文化審議会の私的録音録画小委員会で「著作権法第30条見直し」の議論がなされています。10月12日に中間整理が提出されました。10月16日からはパブリックコメントの募集が始まります。
現時点で文化庁のページには中間整理がアップされていません。中間整理(案)から変わっていたとしても枝葉末節しか変わっていないはずなので、中間整理(案)ベースで話を進めます。
著作権法第30条の適用範囲から除外され、私的複製が違法化される方向で話が進んでいるのは以下の2つの類型です。
- 違法録音録画物、違法サイトからの私的録音録画
- 適法配信事業者から入手した著作物等の録音録画物からの私的録音録画
前者については「ダウンロードの違法化」ということでネット上でいろいろな指摘がなされていますが、後者はあまり取り上げられていない気がします。
委員会の議事録を追いかけていると、後者も結構重要な気がしてきたので、議論の流れのエントリとは別に、このエントリで説明します。
「適法配信」とは
配信事業者が権利者と契約して、配信することです。権利者と契約してないのは違法配信。適法配信の例としては、GyaOとかのネット配信が挙げられます。
どうなるか
正直これ違法化ってほんと?って思ったので、分かりやすく言葉にしているところを議事録で探しました。
【《東京大学教授》大渕(《委員》】 …要するに、適法配信を受けて、それを私的に録音録画する場合には、それが私的範囲でなされる場合であっても、法30条1項の対象から外して、そうなると許諾を得ない限りは適法に複製ができないと、そういうことになるわけですか。…
【川瀬室長】 現在そういうようなことが可能になったのは、やはり著作権保護技術と契約というものが組み合わせたビジネスモデルが新しくできたということだと思います。従いまして、今は確かに契約書はいろいろなパターンがありますが、仮にダウンロードしたものからコピーすることが30条の外になった場合には、配信のビジネスモデルというのが単にダウンロードしただけではなくて、そこから何回かコピーを可能だということを含めたのがビジネスモデルですから、当然契約書が変わって、3回までであったら許諾し、料金はもう配信料金に含まれていますという内容になるのだと思います。
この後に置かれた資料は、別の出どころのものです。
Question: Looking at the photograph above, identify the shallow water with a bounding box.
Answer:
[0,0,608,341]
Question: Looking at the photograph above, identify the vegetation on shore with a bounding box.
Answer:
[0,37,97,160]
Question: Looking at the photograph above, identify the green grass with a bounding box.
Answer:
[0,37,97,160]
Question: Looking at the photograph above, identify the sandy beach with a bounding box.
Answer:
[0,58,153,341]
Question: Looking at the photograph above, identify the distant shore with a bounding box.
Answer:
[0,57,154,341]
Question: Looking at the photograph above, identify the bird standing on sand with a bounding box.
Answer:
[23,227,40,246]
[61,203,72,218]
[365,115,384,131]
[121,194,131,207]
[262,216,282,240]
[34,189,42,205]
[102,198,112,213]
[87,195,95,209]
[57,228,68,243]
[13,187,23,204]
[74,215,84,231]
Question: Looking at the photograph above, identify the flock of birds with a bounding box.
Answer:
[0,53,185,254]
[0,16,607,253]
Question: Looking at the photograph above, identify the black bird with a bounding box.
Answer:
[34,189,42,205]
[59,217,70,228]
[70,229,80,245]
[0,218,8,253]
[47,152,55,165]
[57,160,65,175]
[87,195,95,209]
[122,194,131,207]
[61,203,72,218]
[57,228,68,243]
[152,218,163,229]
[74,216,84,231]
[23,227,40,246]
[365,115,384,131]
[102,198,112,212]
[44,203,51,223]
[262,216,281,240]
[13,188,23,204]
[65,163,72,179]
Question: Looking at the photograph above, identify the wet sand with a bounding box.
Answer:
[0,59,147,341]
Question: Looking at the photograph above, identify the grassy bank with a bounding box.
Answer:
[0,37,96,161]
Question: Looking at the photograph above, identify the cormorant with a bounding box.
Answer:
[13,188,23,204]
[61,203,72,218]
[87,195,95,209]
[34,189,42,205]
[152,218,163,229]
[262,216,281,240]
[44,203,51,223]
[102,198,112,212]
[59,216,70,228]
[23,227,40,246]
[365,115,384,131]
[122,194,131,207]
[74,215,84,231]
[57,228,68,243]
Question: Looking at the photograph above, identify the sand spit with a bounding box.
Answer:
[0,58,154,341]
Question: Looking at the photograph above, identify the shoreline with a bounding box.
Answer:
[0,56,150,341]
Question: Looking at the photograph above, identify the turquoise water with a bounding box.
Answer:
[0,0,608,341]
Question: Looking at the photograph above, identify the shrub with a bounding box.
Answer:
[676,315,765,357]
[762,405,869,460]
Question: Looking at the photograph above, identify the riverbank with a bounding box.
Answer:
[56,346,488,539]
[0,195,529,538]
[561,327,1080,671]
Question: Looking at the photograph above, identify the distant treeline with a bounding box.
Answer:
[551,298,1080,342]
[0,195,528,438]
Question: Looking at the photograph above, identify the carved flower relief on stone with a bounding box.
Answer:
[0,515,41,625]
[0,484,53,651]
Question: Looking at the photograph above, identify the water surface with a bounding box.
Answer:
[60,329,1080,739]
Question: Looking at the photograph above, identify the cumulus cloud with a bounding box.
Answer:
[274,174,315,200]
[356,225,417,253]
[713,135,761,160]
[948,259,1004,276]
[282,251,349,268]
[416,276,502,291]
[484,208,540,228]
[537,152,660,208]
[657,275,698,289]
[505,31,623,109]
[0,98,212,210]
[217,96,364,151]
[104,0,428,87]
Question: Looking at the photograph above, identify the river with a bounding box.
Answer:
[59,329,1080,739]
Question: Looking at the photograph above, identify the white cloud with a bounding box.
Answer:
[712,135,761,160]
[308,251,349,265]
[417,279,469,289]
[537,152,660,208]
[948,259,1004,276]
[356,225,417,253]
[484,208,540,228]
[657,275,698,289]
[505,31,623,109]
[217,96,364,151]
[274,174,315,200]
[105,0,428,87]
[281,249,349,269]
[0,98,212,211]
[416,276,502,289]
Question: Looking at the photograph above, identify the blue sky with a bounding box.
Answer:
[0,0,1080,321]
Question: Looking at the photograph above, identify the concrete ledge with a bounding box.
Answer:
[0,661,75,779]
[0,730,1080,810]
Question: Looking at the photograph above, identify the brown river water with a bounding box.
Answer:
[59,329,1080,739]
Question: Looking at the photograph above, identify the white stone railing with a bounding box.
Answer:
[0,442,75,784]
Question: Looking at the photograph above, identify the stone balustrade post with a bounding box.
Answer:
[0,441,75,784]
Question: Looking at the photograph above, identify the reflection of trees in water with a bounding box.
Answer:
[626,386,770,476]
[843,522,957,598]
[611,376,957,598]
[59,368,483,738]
…
また、確かに今の契約を見ると、30条が権利制限規定だということを前提にした契約書もあるし、そこのところは何となくあいまいになっているものもありますが、それは法規範が変われば契約書が一斉に変わって、当然のことながら著作権保護技術が担保利用者の複製についてあなたはこの範囲まではれだけできますよということになると思います。
【大渕】 確認だけなのですが、法30条の適用範囲外となれば、原則は許諾を得なければいけないのだから、例えば契約で3回までは複製できるというように、要するに契約で処理して、当事者の納得の上で許諾の範囲が一定の範囲に決まれば、それを支えるために技術的保護手段があるのでしょうが、許諾の範囲内であれば、適法にできるし、その範囲を超えた部分は許諾がないので違法だという整理になるということでしょうか。
私的録音録画小委員会(平成18年第7回)議事録より 《》内は私が補完した語句、色付け・強調は私、以下同じ
……えーと、ポルナレフのAA貼ってよいですか?
大渕委員、耳を疑ったのか確認までしてるし。
ネット配信からの私的複製は契約書次第、コピーを3回までしていい契約なら3回まで、コピーを1回もしてはいけない契約ならでコピーするのはダメ、ということになります。私的複製の余地はなくなります。
なぜ?
文化庁が挙げる理由は以下のとおり。
(理由)
* 著作権保護技術と配信契約により、利用者の把握や複製の制限は容易
* コンテンツホルダーであるレコード製作者又は映画製作者のみならず、それ以外の権利者の権利行使が容易になる
* 利用者とネットで接続されており、著作物等の録音録画ごとに利用料を支払うことも可能
* 一般に配信から利用者の録音録画複製までがビジネスモデルであり、《著作権法第30条から除外すると同時に私的録音録画補償金の対象から除けるので》「二重取り」の疑念がなくなる効果がある。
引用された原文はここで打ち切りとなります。